2.2 Tata nama sulfonamida
Sulfonamida adalah istilah generik yang menunjukkan tiga kasus berbeda
yaitu :
1. Antibakteri yang merupakan sulfonamida tersubtitusi anilin
(sulfanilamida)
Reseptor yang digunakan berupa sequence yang dibuat melalui online tool,
yaitu Swiss-Model (www.swissmodel.expasy.org). SWISS-MODEL Workspace
adalah layanan berbasis web yang terintegrasi dan diperuntukkan dalam
pemodelan homologi struktur protein. Hal ini dapat membantu pengguna dalam
membangun model homologi protein pada berbagai tingkat kompleksitas.
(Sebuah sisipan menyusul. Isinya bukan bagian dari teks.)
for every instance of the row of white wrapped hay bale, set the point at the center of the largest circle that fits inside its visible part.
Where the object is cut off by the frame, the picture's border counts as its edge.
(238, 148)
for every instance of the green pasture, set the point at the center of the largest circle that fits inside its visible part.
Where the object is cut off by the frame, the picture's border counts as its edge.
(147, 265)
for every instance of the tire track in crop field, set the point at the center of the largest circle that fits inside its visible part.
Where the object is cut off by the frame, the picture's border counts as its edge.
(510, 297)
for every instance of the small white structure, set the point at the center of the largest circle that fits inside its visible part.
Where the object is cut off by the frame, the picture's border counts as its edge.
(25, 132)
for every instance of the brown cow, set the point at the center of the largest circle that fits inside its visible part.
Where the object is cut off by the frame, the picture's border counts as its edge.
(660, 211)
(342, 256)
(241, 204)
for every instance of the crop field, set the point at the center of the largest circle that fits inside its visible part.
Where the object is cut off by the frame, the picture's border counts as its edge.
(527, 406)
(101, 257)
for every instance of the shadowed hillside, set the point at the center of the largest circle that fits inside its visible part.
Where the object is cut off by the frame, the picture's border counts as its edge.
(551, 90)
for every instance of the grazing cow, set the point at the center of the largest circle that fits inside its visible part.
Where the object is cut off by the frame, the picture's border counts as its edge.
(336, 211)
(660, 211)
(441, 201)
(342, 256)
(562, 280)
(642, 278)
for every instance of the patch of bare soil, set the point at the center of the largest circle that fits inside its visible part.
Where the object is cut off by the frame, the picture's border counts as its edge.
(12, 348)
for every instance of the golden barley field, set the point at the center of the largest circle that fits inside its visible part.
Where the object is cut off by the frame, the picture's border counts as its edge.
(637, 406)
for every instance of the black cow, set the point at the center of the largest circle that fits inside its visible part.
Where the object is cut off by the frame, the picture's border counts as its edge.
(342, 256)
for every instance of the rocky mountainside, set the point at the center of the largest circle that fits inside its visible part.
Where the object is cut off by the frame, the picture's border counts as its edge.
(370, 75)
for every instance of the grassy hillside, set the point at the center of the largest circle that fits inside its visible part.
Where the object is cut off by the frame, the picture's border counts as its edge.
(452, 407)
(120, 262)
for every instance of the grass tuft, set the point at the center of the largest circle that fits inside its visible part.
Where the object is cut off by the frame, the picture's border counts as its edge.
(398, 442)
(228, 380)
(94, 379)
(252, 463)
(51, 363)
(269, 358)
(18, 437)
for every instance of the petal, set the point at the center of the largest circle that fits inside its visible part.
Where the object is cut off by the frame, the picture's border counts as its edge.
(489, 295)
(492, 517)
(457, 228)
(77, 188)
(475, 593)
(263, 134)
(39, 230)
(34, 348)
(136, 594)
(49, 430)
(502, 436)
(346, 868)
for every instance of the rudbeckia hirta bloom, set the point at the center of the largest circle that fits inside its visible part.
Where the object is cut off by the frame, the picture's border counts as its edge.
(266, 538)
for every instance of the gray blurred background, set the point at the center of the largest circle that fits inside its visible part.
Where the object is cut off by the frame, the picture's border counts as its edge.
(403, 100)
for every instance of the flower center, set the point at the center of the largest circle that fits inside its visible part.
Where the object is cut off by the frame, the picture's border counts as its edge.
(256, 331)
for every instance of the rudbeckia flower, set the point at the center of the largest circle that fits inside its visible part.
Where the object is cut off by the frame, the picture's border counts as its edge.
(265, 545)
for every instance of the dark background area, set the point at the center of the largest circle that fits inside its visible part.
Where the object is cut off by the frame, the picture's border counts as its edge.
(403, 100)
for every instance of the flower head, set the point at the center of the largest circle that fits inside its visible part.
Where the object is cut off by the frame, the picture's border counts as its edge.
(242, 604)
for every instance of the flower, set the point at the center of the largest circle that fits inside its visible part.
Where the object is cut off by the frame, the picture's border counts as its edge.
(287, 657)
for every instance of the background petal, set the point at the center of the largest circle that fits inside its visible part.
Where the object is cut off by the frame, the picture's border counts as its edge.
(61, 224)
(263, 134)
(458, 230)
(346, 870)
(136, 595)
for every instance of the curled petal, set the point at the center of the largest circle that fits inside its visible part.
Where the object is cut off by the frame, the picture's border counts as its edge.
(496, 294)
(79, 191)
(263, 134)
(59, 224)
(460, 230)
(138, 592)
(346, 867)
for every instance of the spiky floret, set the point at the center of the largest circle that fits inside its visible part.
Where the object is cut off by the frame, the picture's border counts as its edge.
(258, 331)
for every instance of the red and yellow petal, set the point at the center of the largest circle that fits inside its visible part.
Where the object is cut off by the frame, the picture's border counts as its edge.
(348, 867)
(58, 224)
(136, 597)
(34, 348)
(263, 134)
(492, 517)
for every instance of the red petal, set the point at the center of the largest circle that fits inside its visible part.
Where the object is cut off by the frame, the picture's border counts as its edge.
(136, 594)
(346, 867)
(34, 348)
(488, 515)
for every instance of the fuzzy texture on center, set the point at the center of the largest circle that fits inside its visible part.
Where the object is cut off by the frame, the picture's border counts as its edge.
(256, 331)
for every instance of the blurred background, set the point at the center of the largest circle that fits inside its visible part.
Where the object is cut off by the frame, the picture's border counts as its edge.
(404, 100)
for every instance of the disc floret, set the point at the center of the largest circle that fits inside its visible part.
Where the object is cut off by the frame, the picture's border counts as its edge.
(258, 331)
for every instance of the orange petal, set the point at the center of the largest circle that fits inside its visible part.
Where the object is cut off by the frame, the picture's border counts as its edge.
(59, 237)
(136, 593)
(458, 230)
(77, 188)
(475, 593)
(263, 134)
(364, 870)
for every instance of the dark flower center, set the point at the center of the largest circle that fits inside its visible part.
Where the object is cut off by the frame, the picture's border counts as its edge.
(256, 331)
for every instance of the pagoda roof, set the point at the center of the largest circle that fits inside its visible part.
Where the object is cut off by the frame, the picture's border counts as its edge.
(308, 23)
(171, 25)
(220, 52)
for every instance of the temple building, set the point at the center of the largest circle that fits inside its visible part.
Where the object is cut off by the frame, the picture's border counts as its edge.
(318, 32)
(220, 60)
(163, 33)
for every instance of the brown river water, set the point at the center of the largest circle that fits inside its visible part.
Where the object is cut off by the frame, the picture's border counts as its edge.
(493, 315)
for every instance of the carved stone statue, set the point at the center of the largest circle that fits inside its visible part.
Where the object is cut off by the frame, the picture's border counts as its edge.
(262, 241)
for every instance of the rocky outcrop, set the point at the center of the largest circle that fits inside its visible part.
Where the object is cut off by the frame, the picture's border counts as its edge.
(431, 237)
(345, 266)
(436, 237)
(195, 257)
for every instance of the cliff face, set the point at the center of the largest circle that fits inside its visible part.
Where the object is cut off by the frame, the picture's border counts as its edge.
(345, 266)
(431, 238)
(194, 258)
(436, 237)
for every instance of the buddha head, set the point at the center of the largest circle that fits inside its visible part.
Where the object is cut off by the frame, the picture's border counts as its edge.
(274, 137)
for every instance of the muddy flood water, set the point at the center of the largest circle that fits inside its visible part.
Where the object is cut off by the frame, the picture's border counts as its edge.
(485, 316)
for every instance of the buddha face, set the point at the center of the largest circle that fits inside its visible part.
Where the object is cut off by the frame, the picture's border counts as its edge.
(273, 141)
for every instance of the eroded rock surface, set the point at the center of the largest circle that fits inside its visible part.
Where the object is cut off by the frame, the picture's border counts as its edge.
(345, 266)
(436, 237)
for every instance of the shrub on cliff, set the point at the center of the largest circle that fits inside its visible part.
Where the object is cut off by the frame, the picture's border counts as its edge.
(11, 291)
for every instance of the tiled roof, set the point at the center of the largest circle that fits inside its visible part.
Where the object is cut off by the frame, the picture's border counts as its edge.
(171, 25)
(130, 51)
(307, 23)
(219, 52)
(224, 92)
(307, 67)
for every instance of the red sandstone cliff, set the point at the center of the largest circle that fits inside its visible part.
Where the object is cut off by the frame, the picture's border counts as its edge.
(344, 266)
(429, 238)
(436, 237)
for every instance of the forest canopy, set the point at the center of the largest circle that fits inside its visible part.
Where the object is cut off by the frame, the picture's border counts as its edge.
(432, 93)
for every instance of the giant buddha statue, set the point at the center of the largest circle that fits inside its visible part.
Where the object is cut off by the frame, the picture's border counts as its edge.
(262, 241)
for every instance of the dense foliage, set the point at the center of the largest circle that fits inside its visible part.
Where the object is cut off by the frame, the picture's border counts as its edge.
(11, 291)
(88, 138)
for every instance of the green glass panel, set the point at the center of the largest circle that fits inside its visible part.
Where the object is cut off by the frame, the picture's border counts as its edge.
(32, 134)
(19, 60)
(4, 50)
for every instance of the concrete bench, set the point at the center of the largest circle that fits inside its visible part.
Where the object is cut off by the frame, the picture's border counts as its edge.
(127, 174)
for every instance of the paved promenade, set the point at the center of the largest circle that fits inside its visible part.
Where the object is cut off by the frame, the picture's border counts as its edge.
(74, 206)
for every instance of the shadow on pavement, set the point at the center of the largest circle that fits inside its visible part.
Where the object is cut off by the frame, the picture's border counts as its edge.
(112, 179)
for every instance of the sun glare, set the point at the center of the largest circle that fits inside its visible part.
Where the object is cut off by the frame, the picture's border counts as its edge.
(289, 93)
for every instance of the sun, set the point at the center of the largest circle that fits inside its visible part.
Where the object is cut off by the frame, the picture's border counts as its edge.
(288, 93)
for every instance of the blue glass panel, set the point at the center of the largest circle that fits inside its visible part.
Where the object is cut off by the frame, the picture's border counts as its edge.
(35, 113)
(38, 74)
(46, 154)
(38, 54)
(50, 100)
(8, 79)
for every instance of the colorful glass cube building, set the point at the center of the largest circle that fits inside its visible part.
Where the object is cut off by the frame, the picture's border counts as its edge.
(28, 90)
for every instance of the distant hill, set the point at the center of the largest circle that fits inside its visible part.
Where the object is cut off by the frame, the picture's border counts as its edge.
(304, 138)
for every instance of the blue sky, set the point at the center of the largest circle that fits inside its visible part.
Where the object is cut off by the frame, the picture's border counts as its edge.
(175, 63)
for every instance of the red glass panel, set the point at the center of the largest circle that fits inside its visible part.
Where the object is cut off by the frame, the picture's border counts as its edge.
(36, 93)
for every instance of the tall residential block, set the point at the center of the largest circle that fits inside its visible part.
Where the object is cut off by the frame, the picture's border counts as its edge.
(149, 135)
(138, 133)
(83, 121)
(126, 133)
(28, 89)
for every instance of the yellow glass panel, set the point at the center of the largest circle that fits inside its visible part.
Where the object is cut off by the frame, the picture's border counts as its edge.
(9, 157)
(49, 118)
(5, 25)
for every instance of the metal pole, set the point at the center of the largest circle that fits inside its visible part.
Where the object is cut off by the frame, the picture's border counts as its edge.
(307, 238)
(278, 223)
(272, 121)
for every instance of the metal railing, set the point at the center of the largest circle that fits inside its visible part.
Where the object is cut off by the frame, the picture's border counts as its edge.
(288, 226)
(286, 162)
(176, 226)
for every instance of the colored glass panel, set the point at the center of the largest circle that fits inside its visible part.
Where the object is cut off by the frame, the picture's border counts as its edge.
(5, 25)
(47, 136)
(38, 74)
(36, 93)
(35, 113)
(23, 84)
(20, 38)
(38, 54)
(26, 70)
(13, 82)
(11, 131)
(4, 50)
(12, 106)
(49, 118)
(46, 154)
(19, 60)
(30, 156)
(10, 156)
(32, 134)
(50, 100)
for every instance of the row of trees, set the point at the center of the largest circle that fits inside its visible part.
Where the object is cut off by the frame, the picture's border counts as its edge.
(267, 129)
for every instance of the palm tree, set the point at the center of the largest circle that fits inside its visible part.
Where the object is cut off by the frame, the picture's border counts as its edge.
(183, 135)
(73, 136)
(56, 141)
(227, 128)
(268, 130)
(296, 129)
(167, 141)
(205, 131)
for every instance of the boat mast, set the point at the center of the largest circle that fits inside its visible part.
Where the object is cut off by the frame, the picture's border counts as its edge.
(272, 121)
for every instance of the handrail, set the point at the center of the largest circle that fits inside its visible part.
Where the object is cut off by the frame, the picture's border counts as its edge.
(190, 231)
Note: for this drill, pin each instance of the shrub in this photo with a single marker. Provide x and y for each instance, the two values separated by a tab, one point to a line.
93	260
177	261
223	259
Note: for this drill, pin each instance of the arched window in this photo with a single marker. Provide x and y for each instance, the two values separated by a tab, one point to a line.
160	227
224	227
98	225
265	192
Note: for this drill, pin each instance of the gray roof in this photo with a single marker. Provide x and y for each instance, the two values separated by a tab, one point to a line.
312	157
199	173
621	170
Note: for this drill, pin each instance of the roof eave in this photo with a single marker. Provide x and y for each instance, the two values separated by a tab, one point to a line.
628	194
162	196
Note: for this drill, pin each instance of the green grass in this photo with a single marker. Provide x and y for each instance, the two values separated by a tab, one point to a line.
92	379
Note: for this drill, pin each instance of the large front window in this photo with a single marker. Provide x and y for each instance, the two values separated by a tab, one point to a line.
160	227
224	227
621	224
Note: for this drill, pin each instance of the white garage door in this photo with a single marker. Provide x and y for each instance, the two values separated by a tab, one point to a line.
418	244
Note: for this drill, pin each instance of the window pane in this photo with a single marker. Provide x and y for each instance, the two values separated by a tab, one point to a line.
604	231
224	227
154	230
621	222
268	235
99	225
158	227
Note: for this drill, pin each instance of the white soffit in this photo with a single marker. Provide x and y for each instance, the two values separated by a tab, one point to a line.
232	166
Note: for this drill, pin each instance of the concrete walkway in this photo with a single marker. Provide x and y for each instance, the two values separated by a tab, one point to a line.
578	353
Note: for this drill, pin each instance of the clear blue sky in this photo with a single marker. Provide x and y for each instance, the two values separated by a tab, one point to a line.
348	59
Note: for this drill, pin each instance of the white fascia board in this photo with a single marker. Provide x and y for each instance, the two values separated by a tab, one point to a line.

Dalam
membuat model homolog terdiri dari empat langkah yaitu: Identifikasi struktural,
Penyelerasan sequence target, Model building, dan evaluasi kualitas model.
3.2 Ligan
RS
Senyawa R Log P pKa MR
Log 1/C
Rerank
Senyawa Score Jumlah ikatan H Interaksi Sterik
Log 1/C
Arg74, Gln19, Gln19, Arg74, Ala73,
Sulfamerazin -76,0261
Ser77 Gln70, Gln81, Ser77
Arg74, Ala73, Ala73, Gln19, Arg74,
Sulfametaksazol -74,6029
Gln19, Ser77 Phe94, Glu78
Arg74, Gln19, Arg74, Gln19, Ala73,
Sulfadiazin -74,3886
Ser77 Ser77
Arg74, Gln19, Ala73, Gln19, Gln70,
Sulfisoxazole -68,7988
Ser77 Arg74, Ser77, Glu78
Arg74, Gln19,
Sulfaguanidin -62,0614 Gln19, Arg74
Ser77
Arg74, Thr91,
Sulfasetamid -60,0284 Arg74
Glu78
REFERENCE
Barry, M.A., Lai, W.C. & Johnston, S.A. 1995. Protection against mycoplasma
infection using expression-library immunization. Nature 377, 632–635.
Cole, S.T., Brosch, R., Parkhill, J. et al. 1998. Deciphering the biology of
Mycobacterium tuberculosis from the complete genome sequence. Nature
393, 537–544.
Lowrie, D.B., Silva, C.L., Colston, M.J., Ragno, S.& Tascon, R.E. 1997.
Protection against tuberculosis by a plasmid DNA vaccine. Vaccine 15,
834–838.
Silva, C.L. & Lowrie, D.B. 1994. A single mycobacterial protein (hsp65)
expressed by a transgenic antigenpresenting cell vaccinates mice against
tuberculosis. Immunology 82, 244–248.